Information from Tribeca West Landmarks Designation Report –it’s over 400 pages!
7/27/13
10 comments
I think that Pearl Street does a similar split at a playground at Fulton Street. What’s odd there is that Pearl St seems to take over the path of Water St, which in turn shifts to the other side of the Titanic Memorial.
Yes …
Used to work in the Western Union building in the early 1980s, when WU treated it as a slum. The WU lobby is one of the greatest in NYC – an art deco cavern of orange brick and indirect lighting from brass fixtures. Wonder if the theater on the Hudson St. end is still there? The old entrance is the wide lobby at that end.
Washington Market back then, still had Cream-o-land loading trucks by Duane Street but you knew the area was going to change very soon in the spirit of Soho.
I worked for Western Union back in the mid-60’s.
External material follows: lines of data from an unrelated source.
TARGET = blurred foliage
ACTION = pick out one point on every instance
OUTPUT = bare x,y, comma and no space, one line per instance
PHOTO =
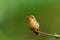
14,24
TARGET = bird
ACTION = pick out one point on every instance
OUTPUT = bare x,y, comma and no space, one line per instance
34,25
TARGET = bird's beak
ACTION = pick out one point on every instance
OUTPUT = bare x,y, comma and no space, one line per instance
27,16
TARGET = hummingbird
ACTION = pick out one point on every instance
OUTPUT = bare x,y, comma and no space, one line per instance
34,25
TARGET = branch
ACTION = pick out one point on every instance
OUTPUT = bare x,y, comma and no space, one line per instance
53,35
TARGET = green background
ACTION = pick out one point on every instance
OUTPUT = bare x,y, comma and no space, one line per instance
15,26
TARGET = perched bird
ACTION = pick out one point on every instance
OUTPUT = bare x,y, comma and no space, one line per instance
34,25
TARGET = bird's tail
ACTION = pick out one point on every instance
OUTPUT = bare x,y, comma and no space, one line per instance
37,32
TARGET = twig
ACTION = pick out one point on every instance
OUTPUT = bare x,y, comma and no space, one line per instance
53,35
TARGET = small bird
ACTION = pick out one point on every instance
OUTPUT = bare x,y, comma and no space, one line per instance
34,25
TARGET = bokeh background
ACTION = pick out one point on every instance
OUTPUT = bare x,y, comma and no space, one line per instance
15,26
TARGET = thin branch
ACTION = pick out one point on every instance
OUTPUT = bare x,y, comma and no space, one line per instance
53,35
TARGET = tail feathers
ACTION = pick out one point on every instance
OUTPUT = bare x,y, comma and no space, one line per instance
37,32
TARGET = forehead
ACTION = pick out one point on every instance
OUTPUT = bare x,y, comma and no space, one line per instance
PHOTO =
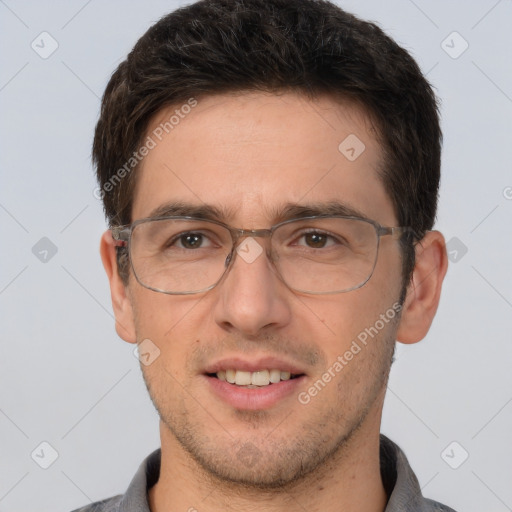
249,154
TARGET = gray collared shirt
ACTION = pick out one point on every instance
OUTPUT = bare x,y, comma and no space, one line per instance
398,478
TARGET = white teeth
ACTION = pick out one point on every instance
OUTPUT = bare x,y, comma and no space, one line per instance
243,378
275,376
260,378
253,379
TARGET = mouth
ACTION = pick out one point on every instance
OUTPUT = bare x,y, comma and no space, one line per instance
261,383
254,380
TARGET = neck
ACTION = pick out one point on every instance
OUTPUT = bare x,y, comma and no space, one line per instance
349,480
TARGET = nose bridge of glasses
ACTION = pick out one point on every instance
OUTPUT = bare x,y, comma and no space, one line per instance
240,234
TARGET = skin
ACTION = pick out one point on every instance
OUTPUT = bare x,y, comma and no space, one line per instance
250,154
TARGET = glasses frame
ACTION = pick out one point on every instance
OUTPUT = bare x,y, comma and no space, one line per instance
122,238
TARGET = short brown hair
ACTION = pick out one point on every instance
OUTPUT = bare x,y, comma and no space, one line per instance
308,46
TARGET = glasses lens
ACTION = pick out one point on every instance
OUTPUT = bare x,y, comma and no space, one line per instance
322,255
326,255
179,255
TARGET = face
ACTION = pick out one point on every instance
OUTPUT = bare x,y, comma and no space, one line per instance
250,156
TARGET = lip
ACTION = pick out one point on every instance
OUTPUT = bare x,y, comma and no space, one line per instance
254,365
257,398
253,399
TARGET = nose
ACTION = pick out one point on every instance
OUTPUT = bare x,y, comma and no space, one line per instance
251,298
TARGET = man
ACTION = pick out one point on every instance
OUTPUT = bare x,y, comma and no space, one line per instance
269,171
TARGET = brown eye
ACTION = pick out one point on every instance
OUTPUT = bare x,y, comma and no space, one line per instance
191,240
315,240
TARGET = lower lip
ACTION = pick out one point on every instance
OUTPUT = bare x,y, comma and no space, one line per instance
253,399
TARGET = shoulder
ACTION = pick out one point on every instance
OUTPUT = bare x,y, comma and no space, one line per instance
434,506
107,505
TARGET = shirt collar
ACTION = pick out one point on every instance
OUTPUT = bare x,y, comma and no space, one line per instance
397,475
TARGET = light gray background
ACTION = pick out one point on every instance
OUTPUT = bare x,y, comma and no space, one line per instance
65,377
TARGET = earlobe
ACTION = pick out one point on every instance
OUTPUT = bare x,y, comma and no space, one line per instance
121,302
424,290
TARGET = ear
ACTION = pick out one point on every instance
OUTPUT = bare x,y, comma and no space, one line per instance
121,302
424,289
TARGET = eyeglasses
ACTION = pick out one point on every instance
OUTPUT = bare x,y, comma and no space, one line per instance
313,255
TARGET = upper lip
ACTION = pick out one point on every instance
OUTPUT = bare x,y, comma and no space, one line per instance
254,365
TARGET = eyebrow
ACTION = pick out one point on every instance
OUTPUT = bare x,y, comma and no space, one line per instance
277,214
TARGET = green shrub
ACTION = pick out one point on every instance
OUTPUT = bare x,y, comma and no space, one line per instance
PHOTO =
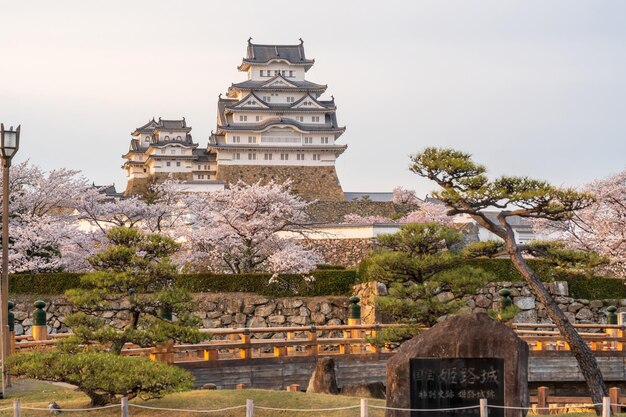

I’d get off the IND at Chambers & Church, cut across Reade, Duane, or Thomas to West Broadway, and enter the building from that side. I remember the lobby as being enormous, but at the time was only interested in taking the elevator to the 13th floor to begin my job transcribing telegrams that people phoned in. The area was bustling at 4:30PM, but when the shift ended at 12:30AM it was a ghost town. The World Trade Center was still on the drawing board then.
Who knew you were a fellow LSH fan? I was thinking about them recently, for some reason, and was reading the Wikipedia entries on the Legion and several of their members, including the one on Luornu (Triplicate Girl/Duo Damsel, and a few other designations I wasn’t familiar with).
As for streets that split or branch but keep the same name, check out the south end of Independence Avenue, and also Cannon Place, in the Bronx.
I forgot Cannon
The massive building was the Western Electric building before ma bell got chopped up by the Federal court.
I wonder if local politician Tom Duane is descended from the street’s namesake.
The Western Union Building @ 60 Hudson St. is owned by a private company not Verizon. It is now known as a carrier hotel for communications companies.
The Western Electric Building was 395 Hudson St. with the headquarters @ 222 Broadway.
Another example of where a street splits in two, with both sides having the same name:
Riverside Drive between 97th and 114th Streets, where a narrow, northbond-only service road splits from the main roadway, which remains further west. At 104th and 108th Streets there is access to both the main and service roadways.